3.1 Syntax and informal semantics
What are the elements of imperative programming as we’ve seen so far?
Statements that produce no useful value, but get things done through side effects.
Expressions only as part of statements.
Sequencing of two or more statements.
Conditional evaluation.
Repetition with some continuation test.
We will use S-expression syntax to avoid parsing issues. This merely makes explicit the tree structure that is inherent in most programming languages. We would otherwise have to write a function that consumed a string representing a program and produce the required structure. A thorough treatment of techniques to accomplish this task would need a full book, course, or flânerie on its own (and it is not understood well by most computer scientists).
I’ll call the language SIMP, following the lead of Glynn Winskel in his book Formal Semantics of Programming Languages, in which he defined a similar language, with but with more conventional syntax. A SIMP program consists of declaration and initialization of some variables to integer values, followed by one or more statements. In the code below, the single statement uses print, whose single argument is a SIMP arithmetic expression or a string constant.
(vars [(x 0) (y 1) (z 2)] |
(print y)) |
Here are grammar rules for what we have so far.
program | = | (vars [(id number) ...] stmt ...) | ||
stmt | = | (print aexp) | ||
| | (print string) |
We mutate variables with a set statement.
The sequencing construct is seq, which lets us combine several statements into one. There is an implicit seq in the vars statement.
(seq |
(set x 2) |
(set x (* x x)) |
(set x (* x x))) |
stmt | = | (set id aexp) | ||
| | (seq stmt ...) |
The conditional construct is iif (for "imperative if", to emphasize that it does not produce a value). The test will be an expression that produces a Boolean value.
(iif (> x y) |
(set answer x) |
(set answer y)) |
stmt | = | (iif bexp stmt stmt) |
We can handle "one-sided if", in which one of the two sides does nothing, with the skip statement, which does exactly that. The repetition construct is while, which repeats a sequence of statements (again, there is an implicit seq) as long as a specified condition is true.
(while (> x 0) |
(set y (* 2 y)) |
(set x (- x 1))) |
stmt | = | (skip) | ||
| | (while bexp stmt ...) |
We can add a modest collection of primitives for use in expressions (arithmetic and logical).

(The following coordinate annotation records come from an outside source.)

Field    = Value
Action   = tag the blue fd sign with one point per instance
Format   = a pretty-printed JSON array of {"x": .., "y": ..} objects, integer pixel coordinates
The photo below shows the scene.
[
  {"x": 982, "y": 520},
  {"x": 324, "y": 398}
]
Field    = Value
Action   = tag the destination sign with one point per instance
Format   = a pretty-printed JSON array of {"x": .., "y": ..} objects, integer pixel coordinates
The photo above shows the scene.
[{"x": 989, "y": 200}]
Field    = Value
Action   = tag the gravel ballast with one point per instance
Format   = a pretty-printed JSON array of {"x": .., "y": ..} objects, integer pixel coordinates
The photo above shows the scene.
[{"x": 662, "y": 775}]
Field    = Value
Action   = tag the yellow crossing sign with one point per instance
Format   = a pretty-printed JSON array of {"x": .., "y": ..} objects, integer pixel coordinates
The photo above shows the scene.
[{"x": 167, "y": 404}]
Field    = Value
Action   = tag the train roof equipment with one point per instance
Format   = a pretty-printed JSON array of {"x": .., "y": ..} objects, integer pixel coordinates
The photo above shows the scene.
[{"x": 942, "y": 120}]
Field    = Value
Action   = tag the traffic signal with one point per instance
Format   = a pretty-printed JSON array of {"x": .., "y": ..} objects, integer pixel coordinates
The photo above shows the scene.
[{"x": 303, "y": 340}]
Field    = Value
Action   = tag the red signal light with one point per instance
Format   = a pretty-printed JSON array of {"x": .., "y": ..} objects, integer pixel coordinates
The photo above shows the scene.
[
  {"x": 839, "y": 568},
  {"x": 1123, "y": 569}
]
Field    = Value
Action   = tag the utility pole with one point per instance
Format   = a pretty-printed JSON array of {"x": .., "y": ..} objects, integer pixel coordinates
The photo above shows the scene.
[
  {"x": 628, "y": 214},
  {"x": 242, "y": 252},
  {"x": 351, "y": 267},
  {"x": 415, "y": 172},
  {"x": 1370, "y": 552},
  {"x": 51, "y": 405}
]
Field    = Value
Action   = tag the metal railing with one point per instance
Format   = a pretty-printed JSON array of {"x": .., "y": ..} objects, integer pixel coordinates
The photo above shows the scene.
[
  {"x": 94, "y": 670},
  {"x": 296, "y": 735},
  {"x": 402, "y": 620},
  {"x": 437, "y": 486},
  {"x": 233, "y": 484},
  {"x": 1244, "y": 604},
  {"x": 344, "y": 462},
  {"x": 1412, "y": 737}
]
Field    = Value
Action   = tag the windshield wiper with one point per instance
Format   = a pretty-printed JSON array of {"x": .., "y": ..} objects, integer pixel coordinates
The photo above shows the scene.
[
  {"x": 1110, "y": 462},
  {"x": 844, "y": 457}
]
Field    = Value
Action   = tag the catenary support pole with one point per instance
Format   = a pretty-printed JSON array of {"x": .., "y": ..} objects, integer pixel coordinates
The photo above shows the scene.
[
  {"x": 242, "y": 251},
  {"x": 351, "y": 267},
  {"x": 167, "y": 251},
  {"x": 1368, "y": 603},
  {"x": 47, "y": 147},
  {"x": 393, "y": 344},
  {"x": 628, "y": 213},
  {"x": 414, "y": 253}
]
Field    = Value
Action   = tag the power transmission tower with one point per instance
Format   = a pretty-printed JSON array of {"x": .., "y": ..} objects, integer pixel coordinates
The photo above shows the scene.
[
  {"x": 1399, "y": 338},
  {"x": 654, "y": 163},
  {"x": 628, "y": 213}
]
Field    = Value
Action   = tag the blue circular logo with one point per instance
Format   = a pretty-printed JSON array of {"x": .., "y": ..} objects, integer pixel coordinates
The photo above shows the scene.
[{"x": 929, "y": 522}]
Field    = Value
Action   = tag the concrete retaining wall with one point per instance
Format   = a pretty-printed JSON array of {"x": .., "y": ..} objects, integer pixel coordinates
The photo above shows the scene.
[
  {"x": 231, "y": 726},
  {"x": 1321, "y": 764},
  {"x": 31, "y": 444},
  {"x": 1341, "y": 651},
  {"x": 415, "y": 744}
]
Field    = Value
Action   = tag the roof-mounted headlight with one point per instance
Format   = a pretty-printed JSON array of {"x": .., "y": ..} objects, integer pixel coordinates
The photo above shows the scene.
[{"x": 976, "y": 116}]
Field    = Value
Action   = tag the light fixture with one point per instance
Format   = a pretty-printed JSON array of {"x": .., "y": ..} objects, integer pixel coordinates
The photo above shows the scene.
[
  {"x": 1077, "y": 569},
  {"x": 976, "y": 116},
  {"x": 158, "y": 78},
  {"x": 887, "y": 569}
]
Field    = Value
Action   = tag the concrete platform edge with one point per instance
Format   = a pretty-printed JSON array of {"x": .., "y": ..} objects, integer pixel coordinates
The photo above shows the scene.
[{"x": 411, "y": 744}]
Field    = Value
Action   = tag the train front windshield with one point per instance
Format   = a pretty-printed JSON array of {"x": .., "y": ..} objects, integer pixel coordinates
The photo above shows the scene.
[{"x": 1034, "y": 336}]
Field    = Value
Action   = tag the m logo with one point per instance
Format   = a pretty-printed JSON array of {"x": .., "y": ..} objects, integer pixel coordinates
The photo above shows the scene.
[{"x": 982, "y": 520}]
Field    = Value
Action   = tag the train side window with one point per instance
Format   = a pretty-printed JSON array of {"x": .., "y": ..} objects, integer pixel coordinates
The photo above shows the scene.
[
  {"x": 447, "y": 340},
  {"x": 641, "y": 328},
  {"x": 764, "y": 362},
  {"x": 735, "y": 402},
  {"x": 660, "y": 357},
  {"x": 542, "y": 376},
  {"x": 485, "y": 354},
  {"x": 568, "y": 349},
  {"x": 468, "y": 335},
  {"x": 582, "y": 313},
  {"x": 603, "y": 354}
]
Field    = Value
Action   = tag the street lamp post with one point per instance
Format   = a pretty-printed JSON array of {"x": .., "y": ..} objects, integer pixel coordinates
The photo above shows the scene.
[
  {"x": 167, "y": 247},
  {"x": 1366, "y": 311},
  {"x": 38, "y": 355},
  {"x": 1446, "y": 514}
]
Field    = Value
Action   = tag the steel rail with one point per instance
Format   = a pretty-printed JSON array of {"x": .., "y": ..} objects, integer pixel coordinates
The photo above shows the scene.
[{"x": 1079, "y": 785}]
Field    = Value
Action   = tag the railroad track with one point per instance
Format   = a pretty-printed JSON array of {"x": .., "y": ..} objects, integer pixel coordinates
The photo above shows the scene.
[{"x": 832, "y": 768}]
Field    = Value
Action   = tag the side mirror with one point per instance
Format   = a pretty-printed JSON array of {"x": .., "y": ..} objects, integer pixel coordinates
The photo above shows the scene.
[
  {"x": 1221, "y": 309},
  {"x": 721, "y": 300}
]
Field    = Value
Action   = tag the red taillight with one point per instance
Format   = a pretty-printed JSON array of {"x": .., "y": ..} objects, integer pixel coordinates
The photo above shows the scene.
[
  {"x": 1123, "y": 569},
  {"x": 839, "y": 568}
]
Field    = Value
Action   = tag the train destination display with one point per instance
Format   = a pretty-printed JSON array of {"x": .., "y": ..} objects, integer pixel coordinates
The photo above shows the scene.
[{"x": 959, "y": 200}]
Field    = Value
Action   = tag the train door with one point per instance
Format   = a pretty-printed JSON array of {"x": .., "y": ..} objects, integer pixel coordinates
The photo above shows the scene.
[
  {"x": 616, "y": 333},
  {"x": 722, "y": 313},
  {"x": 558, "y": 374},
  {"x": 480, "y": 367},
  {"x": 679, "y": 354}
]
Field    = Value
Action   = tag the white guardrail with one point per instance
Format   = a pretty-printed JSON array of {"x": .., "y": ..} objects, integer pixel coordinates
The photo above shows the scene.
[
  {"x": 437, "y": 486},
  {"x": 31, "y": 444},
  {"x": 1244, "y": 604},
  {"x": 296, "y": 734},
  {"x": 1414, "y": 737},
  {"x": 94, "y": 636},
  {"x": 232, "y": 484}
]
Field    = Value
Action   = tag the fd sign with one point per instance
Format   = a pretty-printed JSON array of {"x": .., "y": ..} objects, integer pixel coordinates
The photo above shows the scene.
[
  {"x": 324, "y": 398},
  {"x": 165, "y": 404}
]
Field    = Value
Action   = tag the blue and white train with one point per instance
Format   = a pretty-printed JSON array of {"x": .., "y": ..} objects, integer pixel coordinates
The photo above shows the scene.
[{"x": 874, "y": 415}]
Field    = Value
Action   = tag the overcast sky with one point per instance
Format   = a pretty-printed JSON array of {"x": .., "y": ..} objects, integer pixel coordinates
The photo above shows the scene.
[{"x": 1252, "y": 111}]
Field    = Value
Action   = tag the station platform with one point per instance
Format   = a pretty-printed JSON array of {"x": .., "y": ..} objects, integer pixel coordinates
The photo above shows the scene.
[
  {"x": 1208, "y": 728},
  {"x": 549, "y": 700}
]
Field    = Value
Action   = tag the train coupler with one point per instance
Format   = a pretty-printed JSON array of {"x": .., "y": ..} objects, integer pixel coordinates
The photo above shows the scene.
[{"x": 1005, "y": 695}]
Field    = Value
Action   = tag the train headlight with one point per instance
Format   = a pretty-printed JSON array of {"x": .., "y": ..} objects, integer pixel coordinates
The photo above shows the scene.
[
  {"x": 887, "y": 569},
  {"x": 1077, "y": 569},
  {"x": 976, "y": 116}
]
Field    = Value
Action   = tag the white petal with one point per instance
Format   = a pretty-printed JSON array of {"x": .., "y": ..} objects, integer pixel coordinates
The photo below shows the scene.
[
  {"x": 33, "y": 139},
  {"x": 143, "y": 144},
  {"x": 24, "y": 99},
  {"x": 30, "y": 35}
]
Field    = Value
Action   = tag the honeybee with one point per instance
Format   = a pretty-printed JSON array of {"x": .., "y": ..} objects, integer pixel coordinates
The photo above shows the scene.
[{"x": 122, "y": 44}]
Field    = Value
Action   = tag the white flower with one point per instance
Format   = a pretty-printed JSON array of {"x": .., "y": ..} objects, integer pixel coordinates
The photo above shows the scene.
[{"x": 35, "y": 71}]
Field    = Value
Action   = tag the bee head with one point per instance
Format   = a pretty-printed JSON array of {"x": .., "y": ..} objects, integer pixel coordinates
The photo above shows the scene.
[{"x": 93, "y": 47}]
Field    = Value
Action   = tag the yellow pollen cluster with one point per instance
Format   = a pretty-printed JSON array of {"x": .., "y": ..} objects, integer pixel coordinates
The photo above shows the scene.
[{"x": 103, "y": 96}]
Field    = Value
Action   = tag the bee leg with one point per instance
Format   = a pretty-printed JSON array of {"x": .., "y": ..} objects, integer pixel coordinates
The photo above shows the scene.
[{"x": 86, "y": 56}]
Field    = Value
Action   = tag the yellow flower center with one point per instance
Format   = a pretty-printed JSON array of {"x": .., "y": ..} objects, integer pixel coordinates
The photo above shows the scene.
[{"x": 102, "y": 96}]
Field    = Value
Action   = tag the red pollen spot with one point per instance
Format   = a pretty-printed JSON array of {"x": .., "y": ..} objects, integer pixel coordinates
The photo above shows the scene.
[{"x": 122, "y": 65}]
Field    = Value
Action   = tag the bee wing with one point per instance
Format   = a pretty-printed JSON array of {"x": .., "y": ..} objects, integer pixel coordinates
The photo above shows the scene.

aexp | = | (+ aexp aexp) | ||
| | (* aexp aexp) | |||
| | (- aexp aexp) | |||
| | (div aexp aexp) | |||
| | (mod aexp aexp) | |||
| | number | |||
| | id | |||
bexp | = | (= aexp aexp) | ||
| | (> aexp aexp) | |||
| | (< aexp aexp) | |||
| | (>= aexp aexp) | |||
| | (<= aexp aexp) | |||
| | (not bexp) | |||
| | (and bexp ...) | |||
| | (or bexp ...) | |||
| | true | |||
| | false |
We have several choices for implementation. The easiest one is to use Racket macros to implement the forms.
(define-syntax-rule |
(vars [(id init) ...] stmt ...) |
(let [(id init) ...] |
stmt ...)) |
(define-syntax-rule |
(iif test tstmt fstmt) |
(if test tstmt fstmt)) |
For while, we use a named let. This is a construct present in both Racket and Scheme. Adding a name after the let has the effect of binding the name to a function with as many arguments as there are binding clauses in the let. The body of the let becomes the body of this function, the function is initially applied to the values in the binding clause. This is a general description, but the use below is very simple, because there are no binding clauses, and the function thus has no arguments. We will see a more complicated use of named let shortly.
(define-syntax-rule |
(while test stmt ...) |
(let loop () |
(when test |
stmt ... (loop)))) |
Exercise 7: Design and implement a construct for SIMP that resembles Racket’s for. Such a construct is often provided in imperative languages, though it can be simulated with while. \(\blacksquare\)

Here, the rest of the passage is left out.